Gutiérrez defiende que así se responde a “una grita de la población”, basado en que a la comisión están llegando “muchas quejas sobre la calidad de la vivienda” que ofrecen las urbanizadoras.
Menciona que los acabados que tienen las casas no son los que se contratan, fallas en la infraestructura y calidad del techo y las paredes. También incluiría inconformidad sobre las condiciones de la urbanización, si no cumple con las que ofertaron, por ejemplo falta de andenes, calles, problemas con el suministro de agua.
“Somos del criterio que se puede reducir significativamente el nivel de incumplimiento y de insatisfacción en cuanto a calidad de obras si todas las urbanizadoras tuviesen obligatoriamente que contraer un seguro de cumplimiento sobre la obra que realiza”, afirma Gutiérrez.
El diputado sostiene que el nuevo seguro “no es trasladable al usuario” y por tanto no puede incrementar en el valor de la vivienda, sino que “lo tiene que cubrir la urbanizadora”.
CADUR SE OPONE
Ricardo Meléndez, presidente de Cámara de Urbanizadores de Nicaragua (Cadur), no cree que la fianza de garantía de este tipo prospere, pero advierte que “si se llegase a aprobar en la Asamblea Nacional vendría a encarecer la casa”.

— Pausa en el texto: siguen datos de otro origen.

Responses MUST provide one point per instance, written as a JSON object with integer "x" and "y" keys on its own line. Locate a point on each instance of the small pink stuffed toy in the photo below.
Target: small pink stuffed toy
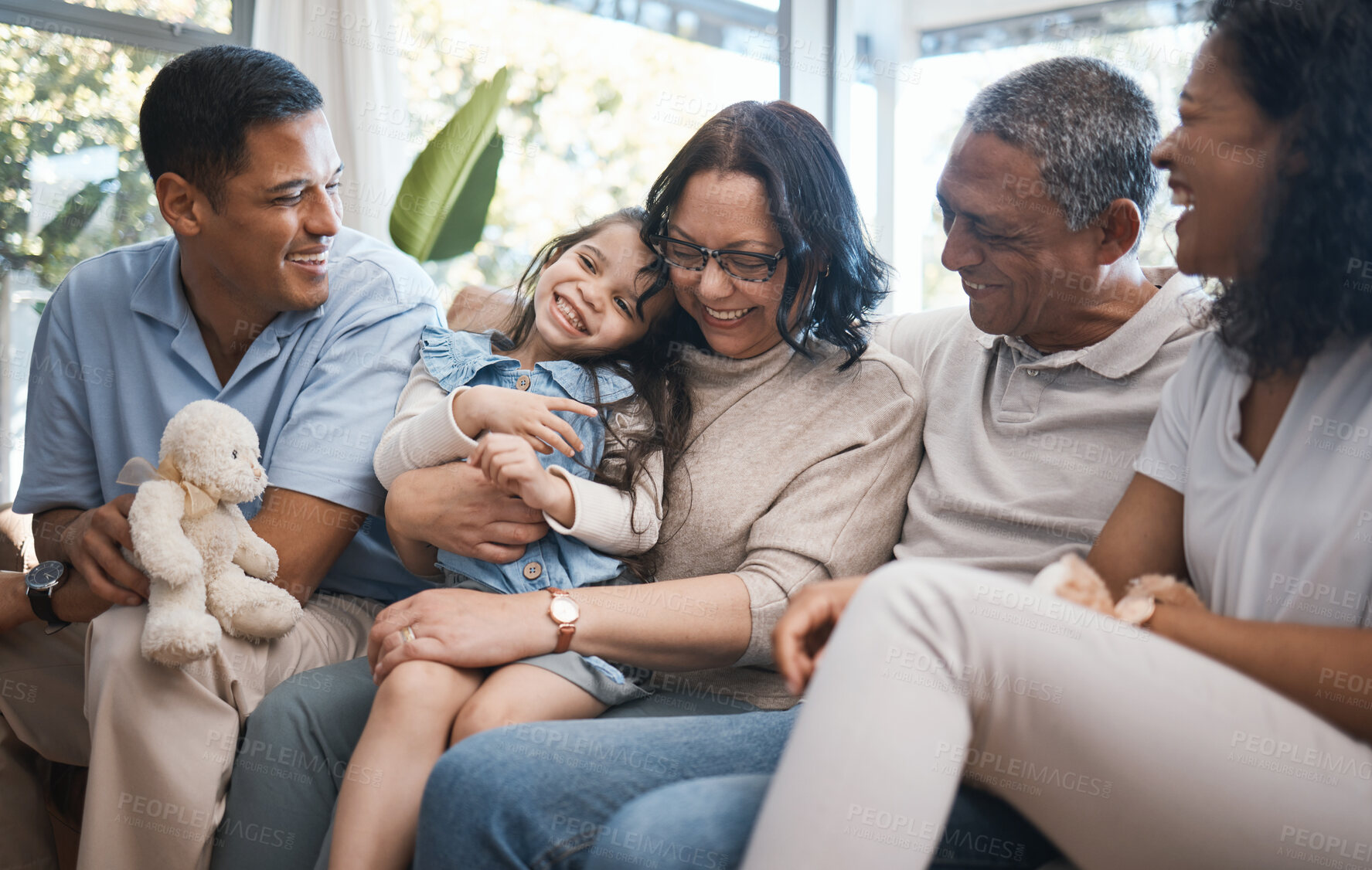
{"x": 1073, "y": 579}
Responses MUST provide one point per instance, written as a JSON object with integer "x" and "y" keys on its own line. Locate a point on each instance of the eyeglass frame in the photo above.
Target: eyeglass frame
{"x": 771, "y": 260}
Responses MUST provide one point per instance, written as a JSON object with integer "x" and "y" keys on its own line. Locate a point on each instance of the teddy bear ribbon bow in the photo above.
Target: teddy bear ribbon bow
{"x": 199, "y": 500}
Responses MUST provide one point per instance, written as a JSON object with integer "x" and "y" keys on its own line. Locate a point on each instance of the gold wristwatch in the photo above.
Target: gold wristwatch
{"x": 564, "y": 611}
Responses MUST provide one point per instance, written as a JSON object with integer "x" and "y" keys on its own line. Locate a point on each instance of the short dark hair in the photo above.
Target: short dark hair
{"x": 1308, "y": 65}
{"x": 812, "y": 205}
{"x": 1090, "y": 127}
{"x": 198, "y": 110}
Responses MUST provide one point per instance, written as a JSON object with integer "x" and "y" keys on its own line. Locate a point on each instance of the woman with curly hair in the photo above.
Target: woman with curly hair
{"x": 1232, "y": 732}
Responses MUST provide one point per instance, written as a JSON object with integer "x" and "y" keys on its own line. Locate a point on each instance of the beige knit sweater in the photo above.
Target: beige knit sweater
{"x": 795, "y": 472}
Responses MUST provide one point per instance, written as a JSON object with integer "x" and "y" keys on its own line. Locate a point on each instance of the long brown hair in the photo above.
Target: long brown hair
{"x": 652, "y": 365}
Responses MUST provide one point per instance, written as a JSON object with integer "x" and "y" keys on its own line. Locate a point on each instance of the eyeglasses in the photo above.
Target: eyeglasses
{"x": 743, "y": 265}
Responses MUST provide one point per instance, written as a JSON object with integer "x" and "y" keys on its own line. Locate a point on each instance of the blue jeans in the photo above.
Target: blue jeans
{"x": 632, "y": 794}
{"x": 294, "y": 756}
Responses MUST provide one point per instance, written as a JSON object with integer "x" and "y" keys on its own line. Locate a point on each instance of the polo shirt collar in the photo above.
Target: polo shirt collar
{"x": 1127, "y": 348}
{"x": 161, "y": 295}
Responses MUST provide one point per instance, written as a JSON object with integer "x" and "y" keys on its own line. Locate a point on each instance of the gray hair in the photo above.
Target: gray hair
{"x": 1090, "y": 127}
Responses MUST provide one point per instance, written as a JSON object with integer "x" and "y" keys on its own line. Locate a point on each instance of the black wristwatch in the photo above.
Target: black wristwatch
{"x": 40, "y": 583}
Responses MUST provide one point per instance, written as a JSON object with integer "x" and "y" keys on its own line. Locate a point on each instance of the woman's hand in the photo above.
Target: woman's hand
{"x": 457, "y": 509}
{"x": 461, "y": 627}
{"x": 527, "y": 415}
{"x": 803, "y": 630}
{"x": 512, "y": 465}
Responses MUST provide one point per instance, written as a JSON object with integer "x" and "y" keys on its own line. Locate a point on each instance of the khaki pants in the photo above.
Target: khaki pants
{"x": 1124, "y": 748}
{"x": 159, "y": 743}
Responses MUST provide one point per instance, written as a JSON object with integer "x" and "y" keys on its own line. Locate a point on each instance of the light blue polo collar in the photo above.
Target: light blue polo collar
{"x": 161, "y": 295}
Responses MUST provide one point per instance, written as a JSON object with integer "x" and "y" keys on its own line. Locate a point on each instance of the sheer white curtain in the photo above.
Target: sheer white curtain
{"x": 349, "y": 51}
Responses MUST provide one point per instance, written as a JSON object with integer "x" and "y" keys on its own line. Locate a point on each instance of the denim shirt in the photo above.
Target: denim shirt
{"x": 465, "y": 359}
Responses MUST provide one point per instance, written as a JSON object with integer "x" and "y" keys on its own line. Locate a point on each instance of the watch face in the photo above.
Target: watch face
{"x": 1135, "y": 610}
{"x": 564, "y": 610}
{"x": 47, "y": 576}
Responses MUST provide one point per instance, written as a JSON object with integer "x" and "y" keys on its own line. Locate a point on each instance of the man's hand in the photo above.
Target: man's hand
{"x": 461, "y": 627}
{"x": 527, "y": 415}
{"x": 91, "y": 544}
{"x": 512, "y": 465}
{"x": 73, "y": 601}
{"x": 803, "y": 630}
{"x": 457, "y": 509}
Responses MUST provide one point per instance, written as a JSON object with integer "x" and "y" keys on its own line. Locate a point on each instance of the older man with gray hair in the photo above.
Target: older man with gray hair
{"x": 1040, "y": 396}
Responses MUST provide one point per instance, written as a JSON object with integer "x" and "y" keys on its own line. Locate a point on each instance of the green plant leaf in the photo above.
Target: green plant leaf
{"x": 463, "y": 228}
{"x": 441, "y": 171}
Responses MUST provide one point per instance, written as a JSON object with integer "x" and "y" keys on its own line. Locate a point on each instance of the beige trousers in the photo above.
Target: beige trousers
{"x": 159, "y": 741}
{"x": 1128, "y": 751}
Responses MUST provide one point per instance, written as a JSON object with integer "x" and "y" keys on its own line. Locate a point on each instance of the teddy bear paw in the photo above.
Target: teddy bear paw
{"x": 179, "y": 637}
{"x": 271, "y": 617}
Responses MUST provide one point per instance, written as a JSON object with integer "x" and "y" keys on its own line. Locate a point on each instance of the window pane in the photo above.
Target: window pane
{"x": 928, "y": 120}
{"x": 597, "y": 110}
{"x": 72, "y": 184}
{"x": 216, "y": 15}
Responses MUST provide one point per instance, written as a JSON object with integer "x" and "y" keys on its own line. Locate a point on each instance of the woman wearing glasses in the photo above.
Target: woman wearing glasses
{"x": 798, "y": 457}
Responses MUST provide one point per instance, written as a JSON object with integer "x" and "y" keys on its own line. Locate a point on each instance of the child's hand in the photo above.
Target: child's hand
{"x": 509, "y": 463}
{"x": 526, "y": 415}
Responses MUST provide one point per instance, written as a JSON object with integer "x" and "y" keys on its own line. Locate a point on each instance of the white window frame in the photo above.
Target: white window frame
{"x": 120, "y": 28}
{"x": 92, "y": 24}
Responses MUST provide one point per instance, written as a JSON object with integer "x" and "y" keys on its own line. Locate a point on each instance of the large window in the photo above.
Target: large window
{"x": 72, "y": 176}
{"x": 597, "y": 107}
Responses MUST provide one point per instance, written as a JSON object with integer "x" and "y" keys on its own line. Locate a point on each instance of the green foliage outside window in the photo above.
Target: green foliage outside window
{"x": 60, "y": 95}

“Si yo tengo que comprar una fianza a una aseguradora para ofrecerte a vos un seguro por un año de vicios ocultos, ese costo de esa fianza debo pasárselo al precio de la vivienda”, argumenta.
Para el empresario lo más conveniente es “educar bien al cliente” para que “no compre una casa a ciegas”. Explica que la garantía de un año que dan las urbanizadoras es el plazo internacional, la cual en promedio cubre la infraestructura de la vivienda, grifería, techo, puertas.
Pero el diputado Gutiérrez refuta al mencionar las inundaciones que han sufrido varias urbanizaciones tanto de casas de interés social como de mayor valor —por defectos en la construcción—, y que han causado daños a la vivienda como a los demás bienes de las familias y muchas son las empresas que no se responsabilizan.
Meléndez responde que esos casos “tienen que ver a la cuenca” hidrográfica de los municipios. “Vos pedís un permiso de construcción en un área específica, pero si posteriormente cae una fuerte lluvia y por causa de otras obras de construcción se generó el caudal y fue a caer al proyecto habitacional, no es culpa del urbanizador”, sostiene Meléndez.
Para Cadur lo que corresponde en estos casos es una mejor coordinación entre empresas, la municipalidad y Gobierno central.